Google has been ordered to pay nearly $2 billion to Klarna after a Stockholm court ruled the tech giant had illegally favoured its own price comparison service over rivals in search results.
The Stockholm Patent and Market Court ruled earlier today that Google had illegally promoted its own comparison shopping tool over Klarna's PriceRunner across the UK, Swedish and Danish markets between 2008 and 2023. The $1.97 billion award, including nearly $500 million in accrued interest, is the largest ever in a Swedish antitrust case, though well short of the $8 billion Klarna had originally sought.
"PriceRunner is considered to have suffered damage as a result of Google having illegally favoured its price comparison service for many years," the court said. Google said it "doesn't agree with the court's decision" and is reviewing its legal options.
Klarna, which acquired PriceRunner in 2022 to build out its shopping and payments ambitions, listed on the New York Stock Exchange last September. Its shares rose 10% in pre-market trading.

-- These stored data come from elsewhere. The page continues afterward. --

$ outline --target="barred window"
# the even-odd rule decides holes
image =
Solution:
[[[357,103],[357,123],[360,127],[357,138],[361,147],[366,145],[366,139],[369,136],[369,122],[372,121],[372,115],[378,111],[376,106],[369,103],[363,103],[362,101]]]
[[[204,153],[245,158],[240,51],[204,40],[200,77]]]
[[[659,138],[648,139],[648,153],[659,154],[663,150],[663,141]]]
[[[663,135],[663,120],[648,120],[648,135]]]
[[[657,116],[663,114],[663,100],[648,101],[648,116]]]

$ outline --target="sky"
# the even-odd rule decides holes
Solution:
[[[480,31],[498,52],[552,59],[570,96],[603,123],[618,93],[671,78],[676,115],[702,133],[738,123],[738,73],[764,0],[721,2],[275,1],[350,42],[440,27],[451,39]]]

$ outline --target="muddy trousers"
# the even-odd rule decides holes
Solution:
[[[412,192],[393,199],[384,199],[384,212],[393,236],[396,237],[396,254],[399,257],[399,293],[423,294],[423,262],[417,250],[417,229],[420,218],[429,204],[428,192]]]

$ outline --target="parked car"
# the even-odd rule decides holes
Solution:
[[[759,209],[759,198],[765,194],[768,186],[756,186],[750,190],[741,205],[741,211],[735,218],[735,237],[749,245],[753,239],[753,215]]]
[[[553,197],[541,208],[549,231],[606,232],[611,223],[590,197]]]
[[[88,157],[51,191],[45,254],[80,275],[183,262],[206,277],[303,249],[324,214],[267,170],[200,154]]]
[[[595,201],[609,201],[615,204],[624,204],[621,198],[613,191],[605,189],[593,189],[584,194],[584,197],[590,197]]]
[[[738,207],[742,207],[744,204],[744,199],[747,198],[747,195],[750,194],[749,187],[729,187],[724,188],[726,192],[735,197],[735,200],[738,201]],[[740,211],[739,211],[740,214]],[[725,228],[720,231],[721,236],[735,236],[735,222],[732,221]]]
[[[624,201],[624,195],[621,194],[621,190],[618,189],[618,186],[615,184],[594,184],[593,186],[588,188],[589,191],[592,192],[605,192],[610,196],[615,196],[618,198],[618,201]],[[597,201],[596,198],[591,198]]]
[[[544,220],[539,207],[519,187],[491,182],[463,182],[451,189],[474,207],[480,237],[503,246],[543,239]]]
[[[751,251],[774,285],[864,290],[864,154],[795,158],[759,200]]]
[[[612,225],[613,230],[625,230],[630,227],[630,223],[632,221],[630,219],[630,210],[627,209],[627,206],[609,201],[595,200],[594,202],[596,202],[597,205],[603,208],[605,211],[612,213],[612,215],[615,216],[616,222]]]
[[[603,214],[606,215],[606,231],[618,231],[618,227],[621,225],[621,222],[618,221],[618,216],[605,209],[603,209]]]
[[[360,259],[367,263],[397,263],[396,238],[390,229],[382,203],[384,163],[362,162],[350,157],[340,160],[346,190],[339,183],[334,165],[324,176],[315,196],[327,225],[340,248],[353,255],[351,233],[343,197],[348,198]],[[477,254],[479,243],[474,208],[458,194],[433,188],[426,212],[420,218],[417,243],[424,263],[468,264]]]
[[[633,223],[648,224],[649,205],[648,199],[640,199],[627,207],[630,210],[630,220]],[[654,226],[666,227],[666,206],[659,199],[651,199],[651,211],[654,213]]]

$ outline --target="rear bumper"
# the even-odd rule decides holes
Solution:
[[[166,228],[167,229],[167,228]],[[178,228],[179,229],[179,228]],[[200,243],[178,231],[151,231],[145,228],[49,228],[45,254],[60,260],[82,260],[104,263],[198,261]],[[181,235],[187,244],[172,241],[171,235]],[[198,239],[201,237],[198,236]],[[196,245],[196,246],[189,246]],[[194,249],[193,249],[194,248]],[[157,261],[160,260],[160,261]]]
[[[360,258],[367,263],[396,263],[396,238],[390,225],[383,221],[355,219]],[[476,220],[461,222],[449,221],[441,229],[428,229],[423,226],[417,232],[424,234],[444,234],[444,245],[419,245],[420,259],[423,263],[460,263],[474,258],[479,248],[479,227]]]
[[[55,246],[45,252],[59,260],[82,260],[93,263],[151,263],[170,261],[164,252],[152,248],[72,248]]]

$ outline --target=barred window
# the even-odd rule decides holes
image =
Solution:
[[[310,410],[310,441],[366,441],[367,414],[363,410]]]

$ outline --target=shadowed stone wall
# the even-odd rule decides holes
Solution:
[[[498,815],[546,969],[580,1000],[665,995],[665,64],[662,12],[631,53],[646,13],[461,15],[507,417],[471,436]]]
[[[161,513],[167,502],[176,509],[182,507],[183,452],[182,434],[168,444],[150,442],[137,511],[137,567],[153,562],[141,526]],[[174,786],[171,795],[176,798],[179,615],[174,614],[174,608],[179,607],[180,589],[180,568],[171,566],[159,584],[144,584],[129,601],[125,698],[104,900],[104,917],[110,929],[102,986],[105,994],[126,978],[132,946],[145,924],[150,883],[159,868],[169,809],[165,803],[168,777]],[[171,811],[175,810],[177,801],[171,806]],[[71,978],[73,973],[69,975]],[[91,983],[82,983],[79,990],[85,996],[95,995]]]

UK insurance comparison sites - GoCompare, MoneySuperMarket, Compare the Market and Confused.com - built their dominant market positions on the same Google search traffic at the centre of the PriceRunner case. Over 40% of UK consumers now buy car insurance through a comparison site. comparethemarket.com leads UK insurance websites with approximately 6.15% share of voice across insurance search terms, followed by GoCompare at 4.36% and MoneySuperMarket at 1.86%, according to Pi Datametrics.
Wednesday's ruling establishes that Google's approach to surfacing its own comparison tools ahead of competitors was illegal - and that the damages from doing so run into billions across 15 years.
After the EU levied a €2.42 billion fine against Google in 2017 for the same behaviour, a wave of European price-comparison companies sued for damages. Several cases remain pending across Europe. The PriceRunner case covers the UK market between 2008 and 2023 - the same period in which the major UK aggregators built their positions. Whether any UK comparison sites pursue their own claims is the question competition lawyers will now be watching.
Comparison sites have been a source of tension in the insurance distribution market since they emerged in the UK in the early 2000s - compressing margins on personal lines products and routing customers around brokers who argue those same products need specialist advice. As Insurance Business has reported, that tension is now sharpening again as MoneySuperMarket launches AI-powered comparison tools inside ChatGPT.
Wednesday's ruling will not shrink the comparison site market. But it confirms that the growth of those platforms was partly built on a search environment Google was tilting in its own favour. For brokers who spent 20 years competing against aggregators backed by that advantage, it is a notable finding.
Klarna put it in consumer terms: "This ruling supports a healthier, more competitive market for the way people compare products and services." Competition lawyers across Europe are already working out what to do with it.